The things entomologists do for the sake of their curiosity:
This past Wednesday I found myself thinking about Hollywood Horror Films while crouched along a hot sunny rock wall on the UW-Madison campus patiently waiting for one of our largest wasps to land mere inches from my face. What gives?Cicada Killers: One part cold-blooded killer, one part flying teddy bear (check out how fuzzy that thorax is!).
Part of their basic biology plays out like a B-Class horror movie: a victim is injected with an incapacitating chemical before being dragged to an underground lair and left to be eaten alive. While it sounds bizarre, this is actually fairly common in the insect world and there are many examples of wasps that paralyze their prey and haul them off to their nests in the ground to feed to their young. (One of my favorites is the Zombie-making “emerald cockroach wasp“)

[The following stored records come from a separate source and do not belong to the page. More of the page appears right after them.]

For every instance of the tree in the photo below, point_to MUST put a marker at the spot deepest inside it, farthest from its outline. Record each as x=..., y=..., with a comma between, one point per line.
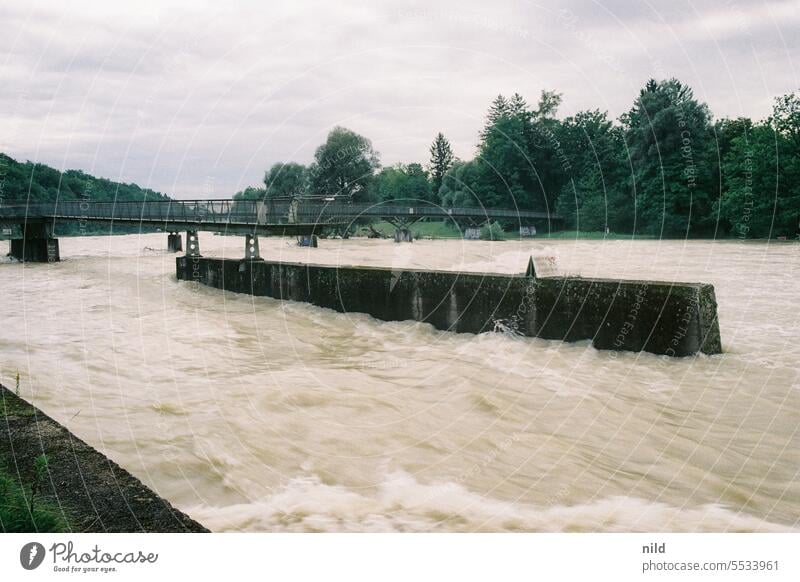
x=594, y=197
x=289, y=179
x=441, y=160
x=762, y=176
x=668, y=134
x=520, y=162
x=251, y=193
x=344, y=165
x=408, y=182
x=460, y=185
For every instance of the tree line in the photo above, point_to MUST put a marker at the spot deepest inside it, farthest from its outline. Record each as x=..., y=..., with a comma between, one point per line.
x=29, y=182
x=664, y=168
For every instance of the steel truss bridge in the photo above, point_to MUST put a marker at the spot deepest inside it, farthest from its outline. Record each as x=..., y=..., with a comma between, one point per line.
x=276, y=215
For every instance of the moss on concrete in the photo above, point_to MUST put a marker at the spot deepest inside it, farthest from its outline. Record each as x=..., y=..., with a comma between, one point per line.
x=84, y=489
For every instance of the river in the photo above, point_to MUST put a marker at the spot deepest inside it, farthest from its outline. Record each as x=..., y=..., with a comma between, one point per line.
x=252, y=414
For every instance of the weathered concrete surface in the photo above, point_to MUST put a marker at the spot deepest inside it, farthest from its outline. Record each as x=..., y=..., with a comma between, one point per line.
x=93, y=493
x=35, y=250
x=675, y=319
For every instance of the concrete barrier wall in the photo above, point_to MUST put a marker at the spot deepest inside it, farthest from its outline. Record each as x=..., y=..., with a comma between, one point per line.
x=675, y=319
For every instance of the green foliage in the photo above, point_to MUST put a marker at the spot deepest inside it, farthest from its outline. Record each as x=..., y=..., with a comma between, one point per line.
x=440, y=162
x=251, y=193
x=27, y=182
x=668, y=133
x=19, y=513
x=286, y=180
x=492, y=231
x=460, y=183
x=761, y=173
x=596, y=196
x=404, y=182
x=344, y=166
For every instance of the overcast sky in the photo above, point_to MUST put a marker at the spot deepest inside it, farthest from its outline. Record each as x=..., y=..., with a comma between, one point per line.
x=198, y=99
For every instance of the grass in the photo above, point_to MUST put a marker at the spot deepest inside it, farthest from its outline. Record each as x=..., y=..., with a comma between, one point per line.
x=423, y=229
x=21, y=510
x=442, y=229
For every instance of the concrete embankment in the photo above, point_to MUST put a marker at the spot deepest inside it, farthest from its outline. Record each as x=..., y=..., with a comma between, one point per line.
x=674, y=319
x=89, y=491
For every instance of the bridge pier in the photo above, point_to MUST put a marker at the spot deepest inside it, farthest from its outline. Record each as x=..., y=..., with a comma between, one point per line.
x=37, y=244
x=403, y=235
x=174, y=242
x=192, y=244
x=251, y=252
x=308, y=240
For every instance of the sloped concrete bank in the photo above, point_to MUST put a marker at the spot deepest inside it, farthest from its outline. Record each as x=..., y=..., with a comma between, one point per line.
x=674, y=319
x=89, y=491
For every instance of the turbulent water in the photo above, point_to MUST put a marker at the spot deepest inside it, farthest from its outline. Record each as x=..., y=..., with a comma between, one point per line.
x=255, y=414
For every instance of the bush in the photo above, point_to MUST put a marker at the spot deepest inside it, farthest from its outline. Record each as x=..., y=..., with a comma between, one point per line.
x=19, y=513
x=492, y=231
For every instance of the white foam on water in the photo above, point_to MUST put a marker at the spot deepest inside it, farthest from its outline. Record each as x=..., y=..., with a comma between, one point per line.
x=401, y=503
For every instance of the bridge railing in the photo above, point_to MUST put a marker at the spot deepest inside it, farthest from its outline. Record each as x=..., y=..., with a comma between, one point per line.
x=273, y=211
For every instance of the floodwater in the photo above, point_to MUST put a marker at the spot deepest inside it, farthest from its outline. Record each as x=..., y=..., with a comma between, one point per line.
x=252, y=414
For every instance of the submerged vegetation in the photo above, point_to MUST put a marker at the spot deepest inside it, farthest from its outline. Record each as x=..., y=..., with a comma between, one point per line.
x=665, y=168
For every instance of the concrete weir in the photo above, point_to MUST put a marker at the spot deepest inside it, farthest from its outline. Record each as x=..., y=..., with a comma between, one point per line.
x=674, y=319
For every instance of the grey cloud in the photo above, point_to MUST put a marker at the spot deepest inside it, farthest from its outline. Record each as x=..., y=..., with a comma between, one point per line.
x=197, y=99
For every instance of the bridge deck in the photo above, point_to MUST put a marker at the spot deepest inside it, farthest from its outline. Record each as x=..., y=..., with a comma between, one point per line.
x=274, y=215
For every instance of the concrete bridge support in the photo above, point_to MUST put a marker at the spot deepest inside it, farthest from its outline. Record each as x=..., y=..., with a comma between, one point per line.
x=174, y=243
x=251, y=252
x=192, y=244
x=403, y=235
x=37, y=244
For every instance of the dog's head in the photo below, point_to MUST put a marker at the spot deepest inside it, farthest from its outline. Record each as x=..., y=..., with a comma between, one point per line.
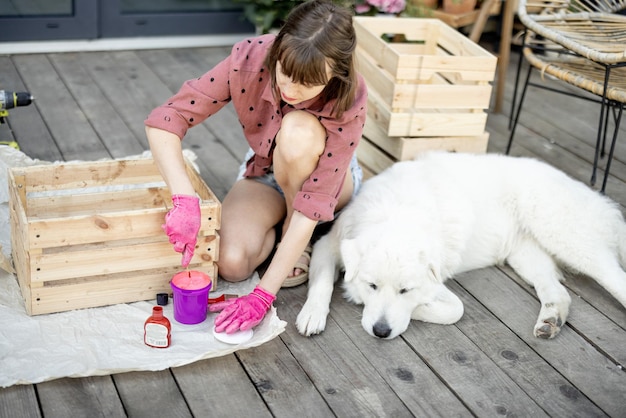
x=396, y=282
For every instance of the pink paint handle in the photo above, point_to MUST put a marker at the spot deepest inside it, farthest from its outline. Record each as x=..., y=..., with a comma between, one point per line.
x=191, y=280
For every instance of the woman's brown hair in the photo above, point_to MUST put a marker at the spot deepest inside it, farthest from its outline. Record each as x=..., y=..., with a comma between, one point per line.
x=316, y=33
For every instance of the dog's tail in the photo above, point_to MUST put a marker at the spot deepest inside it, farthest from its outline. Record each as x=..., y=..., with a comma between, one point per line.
x=621, y=245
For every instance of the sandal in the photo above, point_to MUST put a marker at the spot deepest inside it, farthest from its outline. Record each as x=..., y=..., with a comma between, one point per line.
x=293, y=281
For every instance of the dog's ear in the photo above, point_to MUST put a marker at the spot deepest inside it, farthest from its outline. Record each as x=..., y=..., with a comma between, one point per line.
x=434, y=274
x=351, y=258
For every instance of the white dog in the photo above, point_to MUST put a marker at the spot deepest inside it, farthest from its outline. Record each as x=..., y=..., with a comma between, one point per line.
x=421, y=222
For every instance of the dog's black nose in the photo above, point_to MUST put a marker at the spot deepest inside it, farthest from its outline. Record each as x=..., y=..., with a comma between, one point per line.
x=381, y=329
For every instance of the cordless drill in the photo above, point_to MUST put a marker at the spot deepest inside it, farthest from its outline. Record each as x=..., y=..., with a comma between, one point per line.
x=11, y=99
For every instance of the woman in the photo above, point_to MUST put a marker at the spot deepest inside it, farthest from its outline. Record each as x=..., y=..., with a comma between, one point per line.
x=302, y=108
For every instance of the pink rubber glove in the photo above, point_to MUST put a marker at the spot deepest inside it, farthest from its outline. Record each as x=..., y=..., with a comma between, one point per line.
x=244, y=312
x=182, y=224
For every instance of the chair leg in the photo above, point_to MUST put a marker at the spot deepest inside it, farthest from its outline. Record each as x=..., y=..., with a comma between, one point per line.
x=517, y=74
x=519, y=110
x=618, y=121
x=601, y=125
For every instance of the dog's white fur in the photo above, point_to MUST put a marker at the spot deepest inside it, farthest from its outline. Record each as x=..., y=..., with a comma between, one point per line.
x=421, y=222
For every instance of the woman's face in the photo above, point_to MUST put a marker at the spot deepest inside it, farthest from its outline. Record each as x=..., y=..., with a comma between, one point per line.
x=294, y=93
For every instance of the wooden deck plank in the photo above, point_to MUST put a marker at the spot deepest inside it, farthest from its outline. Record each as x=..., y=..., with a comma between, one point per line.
x=148, y=394
x=103, y=115
x=480, y=384
x=550, y=390
x=19, y=401
x=403, y=370
x=94, y=396
x=348, y=389
x=29, y=128
x=219, y=387
x=571, y=354
x=280, y=378
x=68, y=124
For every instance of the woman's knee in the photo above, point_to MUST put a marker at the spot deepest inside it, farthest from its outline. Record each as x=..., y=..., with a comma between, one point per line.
x=234, y=266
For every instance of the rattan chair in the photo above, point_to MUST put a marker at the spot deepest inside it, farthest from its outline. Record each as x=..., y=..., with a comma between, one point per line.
x=582, y=43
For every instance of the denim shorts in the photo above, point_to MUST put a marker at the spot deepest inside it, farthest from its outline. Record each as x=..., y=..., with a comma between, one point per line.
x=270, y=180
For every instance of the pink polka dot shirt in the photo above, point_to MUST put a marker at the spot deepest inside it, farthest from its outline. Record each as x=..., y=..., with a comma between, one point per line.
x=243, y=79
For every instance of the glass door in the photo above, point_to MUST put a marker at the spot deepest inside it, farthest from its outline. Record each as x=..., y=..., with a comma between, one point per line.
x=126, y=18
x=34, y=20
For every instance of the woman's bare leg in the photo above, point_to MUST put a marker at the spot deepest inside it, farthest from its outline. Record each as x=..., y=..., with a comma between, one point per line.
x=250, y=211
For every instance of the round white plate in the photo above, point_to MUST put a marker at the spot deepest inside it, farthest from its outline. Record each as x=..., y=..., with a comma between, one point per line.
x=239, y=337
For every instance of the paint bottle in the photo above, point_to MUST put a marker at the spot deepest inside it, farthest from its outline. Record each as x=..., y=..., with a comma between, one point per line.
x=157, y=329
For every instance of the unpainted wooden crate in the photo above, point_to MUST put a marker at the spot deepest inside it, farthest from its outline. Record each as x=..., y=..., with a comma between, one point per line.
x=429, y=89
x=89, y=234
x=425, y=79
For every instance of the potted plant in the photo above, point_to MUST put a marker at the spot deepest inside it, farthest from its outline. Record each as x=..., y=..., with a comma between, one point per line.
x=458, y=6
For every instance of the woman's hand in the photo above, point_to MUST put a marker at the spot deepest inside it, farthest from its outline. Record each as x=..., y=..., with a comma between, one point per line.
x=242, y=313
x=182, y=224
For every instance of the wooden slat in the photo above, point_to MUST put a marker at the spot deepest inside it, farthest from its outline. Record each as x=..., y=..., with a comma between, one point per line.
x=106, y=290
x=114, y=257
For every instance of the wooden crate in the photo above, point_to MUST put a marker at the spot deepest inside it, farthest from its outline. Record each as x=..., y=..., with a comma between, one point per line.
x=433, y=82
x=429, y=88
x=89, y=234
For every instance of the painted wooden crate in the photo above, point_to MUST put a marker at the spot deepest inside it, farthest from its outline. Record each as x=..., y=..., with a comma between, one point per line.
x=429, y=88
x=89, y=234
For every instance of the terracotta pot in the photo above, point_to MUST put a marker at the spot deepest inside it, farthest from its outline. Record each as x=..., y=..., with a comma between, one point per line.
x=458, y=6
x=428, y=4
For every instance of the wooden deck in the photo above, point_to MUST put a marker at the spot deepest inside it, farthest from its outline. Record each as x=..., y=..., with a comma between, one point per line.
x=92, y=105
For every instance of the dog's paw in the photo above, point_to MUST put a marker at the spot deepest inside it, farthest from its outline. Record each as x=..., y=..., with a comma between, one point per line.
x=548, y=328
x=312, y=318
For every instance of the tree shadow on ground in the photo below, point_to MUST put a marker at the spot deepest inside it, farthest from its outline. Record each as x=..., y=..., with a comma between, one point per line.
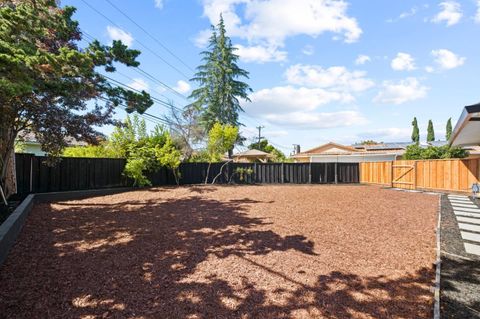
x=142, y=259
x=460, y=282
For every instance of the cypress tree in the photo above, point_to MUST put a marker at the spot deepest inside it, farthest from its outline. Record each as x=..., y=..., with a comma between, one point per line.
x=430, y=132
x=219, y=91
x=415, y=131
x=448, y=129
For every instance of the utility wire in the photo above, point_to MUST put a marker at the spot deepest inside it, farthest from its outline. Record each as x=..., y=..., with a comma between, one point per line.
x=155, y=99
x=145, y=73
x=151, y=36
x=139, y=42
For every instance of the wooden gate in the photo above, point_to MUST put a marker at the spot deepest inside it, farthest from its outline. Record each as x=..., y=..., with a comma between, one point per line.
x=404, y=174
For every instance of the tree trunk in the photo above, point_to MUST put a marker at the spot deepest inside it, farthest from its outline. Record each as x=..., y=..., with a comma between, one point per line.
x=208, y=172
x=7, y=173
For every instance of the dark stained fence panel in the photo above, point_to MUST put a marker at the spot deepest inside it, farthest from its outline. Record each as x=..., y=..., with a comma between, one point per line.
x=92, y=173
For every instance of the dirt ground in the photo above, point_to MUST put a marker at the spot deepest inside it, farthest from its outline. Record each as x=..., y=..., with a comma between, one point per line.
x=226, y=252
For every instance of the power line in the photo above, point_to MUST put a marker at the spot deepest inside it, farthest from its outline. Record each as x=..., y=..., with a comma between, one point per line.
x=132, y=79
x=139, y=42
x=155, y=99
x=260, y=134
x=151, y=36
x=151, y=77
x=145, y=73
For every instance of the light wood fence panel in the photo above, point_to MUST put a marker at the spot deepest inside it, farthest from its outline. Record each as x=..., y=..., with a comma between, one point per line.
x=455, y=175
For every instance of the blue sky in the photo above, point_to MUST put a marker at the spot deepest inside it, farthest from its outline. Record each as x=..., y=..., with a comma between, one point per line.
x=321, y=70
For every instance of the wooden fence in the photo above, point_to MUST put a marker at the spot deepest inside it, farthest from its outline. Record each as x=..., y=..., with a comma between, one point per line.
x=455, y=175
x=34, y=176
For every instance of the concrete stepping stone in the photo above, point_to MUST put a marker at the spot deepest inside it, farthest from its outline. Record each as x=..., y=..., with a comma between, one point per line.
x=465, y=206
x=466, y=209
x=458, y=201
x=470, y=236
x=457, y=196
x=470, y=220
x=466, y=214
x=470, y=227
x=472, y=249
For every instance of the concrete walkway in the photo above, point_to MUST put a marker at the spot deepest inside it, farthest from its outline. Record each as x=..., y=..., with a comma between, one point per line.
x=460, y=255
x=468, y=218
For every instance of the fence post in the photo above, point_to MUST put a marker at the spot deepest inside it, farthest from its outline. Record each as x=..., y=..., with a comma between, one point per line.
x=310, y=172
x=391, y=173
x=415, y=175
x=336, y=172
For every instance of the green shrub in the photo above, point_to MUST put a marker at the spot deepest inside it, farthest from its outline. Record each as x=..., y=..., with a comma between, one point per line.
x=135, y=169
x=415, y=152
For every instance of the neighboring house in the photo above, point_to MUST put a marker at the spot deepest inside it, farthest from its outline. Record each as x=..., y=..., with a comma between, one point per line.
x=467, y=129
x=333, y=152
x=27, y=143
x=252, y=156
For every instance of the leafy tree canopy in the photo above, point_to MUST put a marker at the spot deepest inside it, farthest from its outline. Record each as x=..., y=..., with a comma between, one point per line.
x=416, y=152
x=430, y=132
x=47, y=79
x=264, y=146
x=415, y=131
x=448, y=130
x=221, y=138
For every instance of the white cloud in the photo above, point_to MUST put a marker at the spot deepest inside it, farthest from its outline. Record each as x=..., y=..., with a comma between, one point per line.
x=362, y=59
x=451, y=13
x=299, y=107
x=159, y=4
x=403, y=62
x=335, y=78
x=308, y=50
x=118, y=34
x=321, y=120
x=401, y=92
x=391, y=134
x=409, y=13
x=182, y=87
x=447, y=60
x=429, y=69
x=260, y=54
x=477, y=14
x=270, y=22
x=139, y=84
x=288, y=98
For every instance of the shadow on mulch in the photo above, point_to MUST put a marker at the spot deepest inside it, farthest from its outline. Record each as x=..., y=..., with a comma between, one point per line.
x=459, y=283
x=132, y=259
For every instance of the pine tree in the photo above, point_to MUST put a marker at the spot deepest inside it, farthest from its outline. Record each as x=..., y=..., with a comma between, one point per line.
x=220, y=89
x=430, y=132
x=415, y=131
x=449, y=129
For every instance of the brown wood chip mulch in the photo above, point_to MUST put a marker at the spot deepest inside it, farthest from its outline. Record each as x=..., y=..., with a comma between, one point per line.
x=226, y=252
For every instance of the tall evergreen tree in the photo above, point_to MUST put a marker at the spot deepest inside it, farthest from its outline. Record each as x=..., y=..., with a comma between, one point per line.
x=415, y=131
x=448, y=131
x=430, y=132
x=219, y=86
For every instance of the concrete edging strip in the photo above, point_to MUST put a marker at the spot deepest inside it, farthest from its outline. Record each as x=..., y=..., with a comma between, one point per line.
x=436, y=296
x=12, y=226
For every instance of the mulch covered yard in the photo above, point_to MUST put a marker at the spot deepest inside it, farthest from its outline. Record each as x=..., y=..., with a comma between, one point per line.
x=226, y=252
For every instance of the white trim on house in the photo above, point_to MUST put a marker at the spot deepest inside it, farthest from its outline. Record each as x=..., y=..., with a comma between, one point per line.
x=353, y=158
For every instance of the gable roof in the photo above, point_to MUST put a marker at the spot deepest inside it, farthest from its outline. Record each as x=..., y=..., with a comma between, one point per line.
x=252, y=153
x=334, y=148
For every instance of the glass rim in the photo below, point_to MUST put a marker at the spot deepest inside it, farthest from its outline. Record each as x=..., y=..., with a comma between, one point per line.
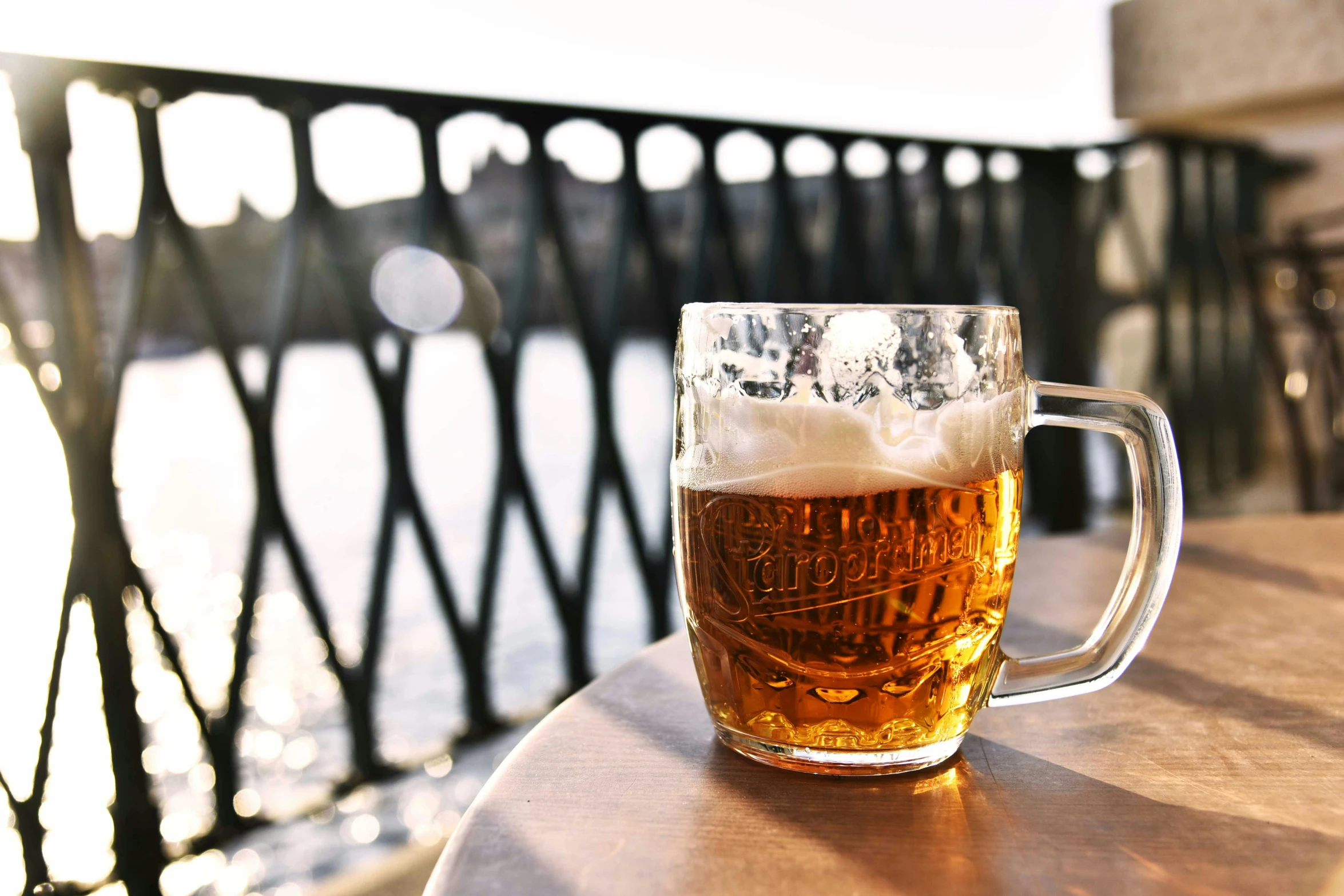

At nearly two inches long, cicada killer wasps (Sphecius speciousus) are amongst our largest wasps in Wisconsin and resemble large yellowjackets. They specialize in tracking down and attacking cicadas, which the females haul back to the nests they had previously dug in patches of bare soil. Despite their “killer” habits, these insects are usually quite docile and non-aggressive towards humans. Unlike their smaller yellowjacket cousins which have a large colony to defend, cicada killers are solitary nesters. You can actually get within inches of them without provocation, although the territorial males may fly around to check you out.
Cicada killers can be common in the state and also happen to be common on the UW-Madison campus. You can often find them near some of the dorms along the Lakeshore bike path and also in the rock wall along the Linden Drive pull-off near the Nutritional Sciences Building (just in case you’re in the mood to meet them up-close and personal.)
In the mood for an actual horror movie involving giant predatory wasps? The recently released “Stung” might be perfect for you. . .
It’s not unusual for gardeners to find large caterpillars of the Tobacco Hornworm munching on their tomato or pepper plants. Hornworm caterpillars get their name from the horn-like structure at the back end of the insect and while many species of hornworm caterpillars are known from Wisconsin, the tobacco hornworm is one of the largest and can reach lengths of over 3″. If all goes well, the caterpillars eventually transform into large, grayish sphinx moths with a series of yellowish dots on the sides of the abdomen.
However, tiny parasitic wasps will sometimes kill a caterpillar before it can turn into an adult moth. Female Cotesia wasps inject eggs into a tobacco hornworm caterpillar and the developing wasp larvae live as internal parasites. At a certain point, the wasp larvae have matured and move to the outside of the caterpillar to spin silken cocoons and transform into adult wasps. Biological control in action!
One of the most unusual bees I’ve ever seen was brought in by our fruit crop entomologist earlier today. Its behavior had been described as somewhat “fly-like”, although the abdomen had a color pattern that screamed “yellowjacket”. It was hairy like most bees, but possessed some unusual hook-like appendages from the tip of the abdomen. After some digging, I was able to identify the species as Anthidium manicatum, commonly known as the “European wool-carder bee”. It happens to be a European species that was introduced to the US back in the 60’s and is now widespread. The species gets its name because females collect hair-like fibers from plants to line their nests.